A generic Sensor.get_email() method is not straightforward, since the email address I want could be any of:
The email address for the department’s engineer
The distribution list for the maintenance team
The email address for a particular member of the maintenance team
The email address for an IT support person for the historian that the sensor directly sends it’s data to (or any other level walking up the historian aggregation tree)
Maybe the next suggestion would be to just have a Sensor.get_engineer() or a Machine.get_engineer() method instead.
But this is all just an incredibly simplified demonstration. There are only 9 classes included here, and only 1 place that there could be an engineer.
More realistically, there could be an engineer for each line in addition to the overall department engineer, as well as one on the maintenance team.
So even that seems as simple as Machine.get_engineer() actually has 3 different possible places it could pick an engineer from and could be customized in multiple ways.
Do I only want a specific one of them?
Do I want to exclude one of them instead?
Do I want to customize the fallback order?

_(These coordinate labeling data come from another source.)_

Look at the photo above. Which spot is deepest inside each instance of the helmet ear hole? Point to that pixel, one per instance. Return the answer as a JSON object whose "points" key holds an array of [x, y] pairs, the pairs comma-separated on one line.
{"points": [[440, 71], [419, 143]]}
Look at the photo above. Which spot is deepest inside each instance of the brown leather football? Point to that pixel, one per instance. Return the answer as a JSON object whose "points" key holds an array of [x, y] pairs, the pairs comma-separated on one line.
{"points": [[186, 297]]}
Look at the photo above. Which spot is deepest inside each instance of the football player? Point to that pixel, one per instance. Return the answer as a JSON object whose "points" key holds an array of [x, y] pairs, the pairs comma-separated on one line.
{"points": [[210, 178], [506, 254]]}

All depends on the specific scenario. So I could add include filter, exclude_filter, and fallback_order arguments to the Machine.get_engineer method
I actually might want all of them that are not None instead of just 1, so I could also add a return_all boolean argument (more likely, just add a separate Machine.engineers property).
That’s quite a lot to keep in your head when you’re doing code review, vs.
The current equivalent for that (without just silencing AttributeErrors) could be:
# have to add this explicit type hint to pass mypy strict type checking
engineer: Person | None
match machine:
case Machine(maintenance_team=MaintenanceTeam(engineer=Person() as engineer)):
pass
case Machine(line=Line(engineer=Person() as engineer)):
pass
case Machine(line=Line(department=Department(engineer=Person() as engineer))):
pass
case _:
engineer = None
or
engineer: Person | None = None
if (mt := machine.maintenance_team) is not None:
engineer = mt.engineer
if engineer is None and (line := machine.line) is not None:
# in this case, could have instead used
# `enigneer = line.engineer or line.department.engineer`
# but a reminder that some of my classes are also collections
# and I want to reliably distinguish None from an empty collection
engineer = line.engineer if line.engineer is not None else line.department.engineer
This if version is tricky to change if I later realize that I want the fallback order to instead be:
Line Engineer → Maintenance Engineer → Department Engineer
For pattern matching or PEP 505 version, all I have to do is change the order
Bonus rearrangeable `if..elif..else` version
# please don't actually write it this way
if (
(mt := machine.maintenance_team) is not None
and (engineer := mt.engineer) is not None
):
pass
elif (
(line := machine.line) is not None
and (engineer := line.engineer) is not None
):
pass
elif (
line is not None
and (engineer := line.department.engineer) is not None
):
pass
else:
engineer = None
In the full reality, there are ~50 classes and hundreds of total fields with countless different scenarios where we want to traverse this graph of connected classes, checking for None’s along the way.
Just saying “validate your data” doesn’t help me. These are validated and optional attributes potentially being None is acceptable and expected.